Mita Kokusai Bldg. 21F 4-28 Mita 1-Chome Minato-ku Tokyo 108 Japan (03) 456-3191~5 Telex ICOT J32964

# Optimization Techniques Using the MRB and Their Evaluation on the Multi-PSI/V2

Yū Inamura Nobuyuki Ichiyoshi Kazuaki Rokusawa Katsuto Nakajima Institute for New Generation Computer Technology

#### Abstract

The Multi-PSI/V2, a loosely coupled multiprocessor running the parallel logic programming language KL1 (kernel language version 1), has been developed for conducting parallel software research and for testing various new implementation techniques.

From the outset of the design of the KL1 implementation on the machine, attention has focused on the realization of efficient memory management, which is one of the serious problems of a committed-choice language implementation. The new multiple reference bit (MRB) technique provides a way of performing incremental local garbage collection efficiently.

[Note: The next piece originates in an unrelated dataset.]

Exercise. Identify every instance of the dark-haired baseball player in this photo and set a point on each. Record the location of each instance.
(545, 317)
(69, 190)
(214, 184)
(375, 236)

It turns out that the MRB information can be used also for destructive up date of structure elements, speedup of the built-in constant-time merger, and efficient inter processor data management. This paper describes these optimization techniques. Measurement results are also given, and they confirm the effectiveness of the optimization.

## 1 Introduction

The Multi-PSI/V2 [6, 7] is a loosely-coupled multiprocessor developed in the Japanese fifth generation computer system (FGCS) project. The purpose of development was (1) to provide a system powerful enough to run large-scale parallel logic programs before the Parallel Inference Machine (PIM) [4], one of the targets of the project, is available, and (2) to test various new implementation techniques for KL1. The initial implementation of the parallel inference machine operating system (PIMOS) [2] has been completed and some medium-scale programs are running. Performance measurements are also being conducted.

In designing the KL1 implementation on the Multi-PSI/V2, much attention has been paid to the memory management scheme. This is because the heap-based execution of KL1 consumes memory quite rapidly, and it is expected that a naively implemented memory management scheme will become a limiting factor of the overall system throughput.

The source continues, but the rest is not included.